Дворецкий ушел, а Джонатан с довольным видом запел слабым фальцетом незамысловатую французскую песенку, покачивая в ритм своей большой головой и продолжая вращать пальцами. Толстые стекла очков отражали световые блики, отчего его глаза казались большими и белыми, как у слепца из сказки.
Вернулся Кейпер с письмами. Джонатан буквально выхватил у него конверты и, быстро перебрав, пять отложил в сторону, а шестой распечатал и прочитал. Письмо было короткое, всего шесть строк, но оно доставило хозяину огромное удовольствие. Он бросил письмо в огонь и продолжил пение, которое прервал, лишь когда дворецкий вошел с чаем.
— Завтра приедет мистер Николас Комплайн. Скажите миссис Паутин, пусть поместит его в Зеленую гостевую комнату. Хорошо?
— Да, сэр. Значит, на уик-энд у нас будут восемь гостей?

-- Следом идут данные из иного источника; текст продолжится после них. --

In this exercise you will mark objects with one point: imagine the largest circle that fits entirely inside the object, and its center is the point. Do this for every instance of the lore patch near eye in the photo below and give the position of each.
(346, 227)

— Ровно столько. — Джонатан принялся загибать пухлые пальцы. — Миссис Комплайн с сыновьями Николасом и Уильямом, доктор Фрэнсис Харт, мадам Лиссе, мисс Уинн, леди Херси Амблингтон и мистер Мэндрейк. Всего восемь. Мистер Мэндрейк скоро прибудет, остальные завтра к обеду. Подадите шампанское «Хайдсик» урожая двадцать восьмого года и коньяк «Курвуазье».
— Хорошо, сэр.
Джонатан оживился.
— Понимаете, Кейпер, завтрашний обед для меня очень важен. Он должен пройти по-особенному, празднично. В спальнях пусть как следует затопят камины. Я заказал цветы. С миссис Паутин мы уже все обсудили. Теперь по вашей части. — Он замолк и посмотрел на дворецкого. — К вам у меня никаких претензий нет, ни в коей мере. Все замечательно, но завтра… — Джонатан вскинул руки. — Завтра все должно быть не как обычно, а супер. У вас там есть один лакей новенький, подстегните его. И горничных тоже. Вы меня поняли?
— Разумеется, сэр.
Джонатан поерзал в кресле, затем коротко рассмеялся.

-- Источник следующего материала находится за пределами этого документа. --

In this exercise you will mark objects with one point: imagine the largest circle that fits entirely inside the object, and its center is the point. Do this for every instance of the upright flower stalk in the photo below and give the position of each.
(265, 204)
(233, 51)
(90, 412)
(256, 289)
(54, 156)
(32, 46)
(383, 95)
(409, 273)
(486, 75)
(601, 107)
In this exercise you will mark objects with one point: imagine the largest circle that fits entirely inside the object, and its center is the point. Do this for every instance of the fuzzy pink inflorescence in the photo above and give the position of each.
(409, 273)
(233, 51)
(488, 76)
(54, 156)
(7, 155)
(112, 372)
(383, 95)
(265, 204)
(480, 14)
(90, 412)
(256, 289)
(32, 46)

— Да… поначалу обстановка будет натянутая. Я ведь провожу своего рода эксперимент.
— Будем надеяться, что все пройдет удачно, сэр.
Джонатан кивнул:
— Конечно, я в этом уверен. — Он прислушался и выключил настольную лампу. — Там, кажется, машина. Посмотрите.
Дворецкий раздвинул тяжелые шторы. В комнату ворвался шум дождя со снегом.

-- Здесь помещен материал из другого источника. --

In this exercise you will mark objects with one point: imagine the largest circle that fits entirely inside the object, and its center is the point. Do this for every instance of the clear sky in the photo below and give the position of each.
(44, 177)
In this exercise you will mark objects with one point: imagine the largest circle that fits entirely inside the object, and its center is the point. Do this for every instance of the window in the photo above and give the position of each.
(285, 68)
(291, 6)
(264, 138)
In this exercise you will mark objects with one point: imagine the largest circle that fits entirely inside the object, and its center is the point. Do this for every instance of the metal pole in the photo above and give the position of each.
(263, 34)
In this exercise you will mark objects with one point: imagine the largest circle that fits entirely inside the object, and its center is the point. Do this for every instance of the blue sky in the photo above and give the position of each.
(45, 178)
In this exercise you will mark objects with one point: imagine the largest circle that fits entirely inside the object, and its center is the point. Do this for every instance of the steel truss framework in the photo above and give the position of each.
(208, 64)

— Погода такая, сэр, что ничего толком не разглядишь… но, кажется, я вижу свет фар. К дому приближается автомобиль, сэр.
— Это мистер Мэндрейк. Проводите его сюда и заберите поднос с чаем. Я так разволновался, что теперь не до этого. А вот и он!
Дворецкий задвинул шторы и унес поднос с чаем. Было слышно, как новый лакей открыл массивную входную дверь.
— Представление начинается, — негромко произнес Джонатан, включая настольную лампу.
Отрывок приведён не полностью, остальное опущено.